Timing: Measuring Short Time Intervals
A single flash unit can capture dramatic images of rapidly-moving objects without giving much information about how fast the objects are moving. The only clue is usually some blurring of the object. This results from the fact that the image moves a perceptible distance along the film plane as the flash unit is discharging. Two or more flash units and a high-frequency clock are needed to measure speeds.
The clock may simply be a black cardboard disc being turned at high frequency by a motor. The motor can be a small, household fan with the blades removed. The disc, shown to the right, has a white, radial line painted on it to serve as a hand. If the disc is turning as two flash units are discharged in succession, an image of the line appears for each discharge. The angle between the two images is proportional to the time interval between flash discharges. Of course, one has to know how fast the disc is spinning in order to calculate a time interval. The disc frequency is usually measured with an electronic stroboscope.
The photograph below shows two high-frequency clocks of different frequencies. Two flash units were discharged toward the clocks as they were rotating. Since the time interval was the same for both clocks, the fact that Clock A rotated through a greater angle than Clock B shows that A was rotating faster. In fact, A was rotating about 4 times faster than B, as the angles are about 89° and 22°. If the period, the time for one complete rotation, is known, then the time interval between flashes is obtained through a proportion as follows:
time/period = angle/360°.
Note that the period is simply the inverse of the frequency, which is measured with a stroboscope. In this particular case, the frequency of Clock B was 50 rps. Using the formula above, the time interval between flashes was about 0.0012 seconds. Since angles smaller than 22° are easily measurable, sub-millisecond time intervals can readily be measured with this technique.
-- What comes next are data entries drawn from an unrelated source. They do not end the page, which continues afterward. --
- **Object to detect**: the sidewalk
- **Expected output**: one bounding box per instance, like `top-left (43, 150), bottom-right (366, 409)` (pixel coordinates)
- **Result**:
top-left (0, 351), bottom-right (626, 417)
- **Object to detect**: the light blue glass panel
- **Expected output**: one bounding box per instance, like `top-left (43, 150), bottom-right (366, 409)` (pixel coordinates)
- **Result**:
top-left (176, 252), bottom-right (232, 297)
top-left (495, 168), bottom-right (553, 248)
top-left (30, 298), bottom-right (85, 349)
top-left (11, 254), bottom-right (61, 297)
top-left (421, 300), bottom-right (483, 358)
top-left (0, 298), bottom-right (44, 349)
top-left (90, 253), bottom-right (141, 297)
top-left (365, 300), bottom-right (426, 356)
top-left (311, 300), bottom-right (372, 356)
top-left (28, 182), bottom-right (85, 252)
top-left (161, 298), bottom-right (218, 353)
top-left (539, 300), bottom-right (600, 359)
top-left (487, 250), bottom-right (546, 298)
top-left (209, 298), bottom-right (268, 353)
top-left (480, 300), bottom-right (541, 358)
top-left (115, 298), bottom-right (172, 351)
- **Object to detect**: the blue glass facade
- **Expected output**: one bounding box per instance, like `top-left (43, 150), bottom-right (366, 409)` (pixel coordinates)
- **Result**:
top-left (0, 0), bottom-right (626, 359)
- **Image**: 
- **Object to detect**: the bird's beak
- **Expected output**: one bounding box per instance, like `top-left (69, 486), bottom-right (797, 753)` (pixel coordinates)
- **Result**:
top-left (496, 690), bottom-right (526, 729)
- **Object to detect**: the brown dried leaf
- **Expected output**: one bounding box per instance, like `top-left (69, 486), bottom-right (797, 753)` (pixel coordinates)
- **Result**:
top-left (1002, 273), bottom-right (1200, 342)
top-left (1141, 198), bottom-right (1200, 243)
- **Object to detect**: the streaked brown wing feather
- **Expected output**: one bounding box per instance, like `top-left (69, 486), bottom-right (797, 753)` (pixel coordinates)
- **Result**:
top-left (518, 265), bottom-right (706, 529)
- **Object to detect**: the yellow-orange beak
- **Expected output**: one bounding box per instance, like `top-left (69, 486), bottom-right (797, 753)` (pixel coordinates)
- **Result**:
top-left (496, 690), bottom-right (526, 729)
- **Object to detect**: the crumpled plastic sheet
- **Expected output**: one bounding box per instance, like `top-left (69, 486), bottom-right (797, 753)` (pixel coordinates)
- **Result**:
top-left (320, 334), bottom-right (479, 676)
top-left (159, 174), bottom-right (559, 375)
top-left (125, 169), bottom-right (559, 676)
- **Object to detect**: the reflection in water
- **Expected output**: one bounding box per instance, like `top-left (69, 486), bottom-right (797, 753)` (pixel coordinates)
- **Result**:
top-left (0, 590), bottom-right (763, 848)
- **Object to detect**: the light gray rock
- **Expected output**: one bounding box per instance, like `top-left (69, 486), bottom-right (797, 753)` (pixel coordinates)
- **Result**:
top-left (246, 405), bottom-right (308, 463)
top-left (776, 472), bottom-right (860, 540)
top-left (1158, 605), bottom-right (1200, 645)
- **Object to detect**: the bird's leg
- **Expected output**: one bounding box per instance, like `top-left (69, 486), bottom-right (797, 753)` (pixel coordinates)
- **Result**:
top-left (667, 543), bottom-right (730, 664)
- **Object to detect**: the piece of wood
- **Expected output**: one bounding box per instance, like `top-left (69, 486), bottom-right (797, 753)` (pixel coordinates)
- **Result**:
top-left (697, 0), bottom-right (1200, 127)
With faster clocks, greater angles are swept out for the same time interval. A fast enough clock, therefore, can be used to estimate the brief duration of a flash burst. In this case, a single electronic flash illuminates the disc, and the hand sweeps out a blurred sector as the flash unit is discharging. The lines in Clock A show evidence of such blurring, but the angle is only a few degrees at the most.. An angle of 2° would indicate a flash duration of about 30 millionths of a second. This is typical of shortest durations obtainable with consumer grade flash units. Of course, one would need a much faster motor to obtain an accurate measurement of flash duration using this technique.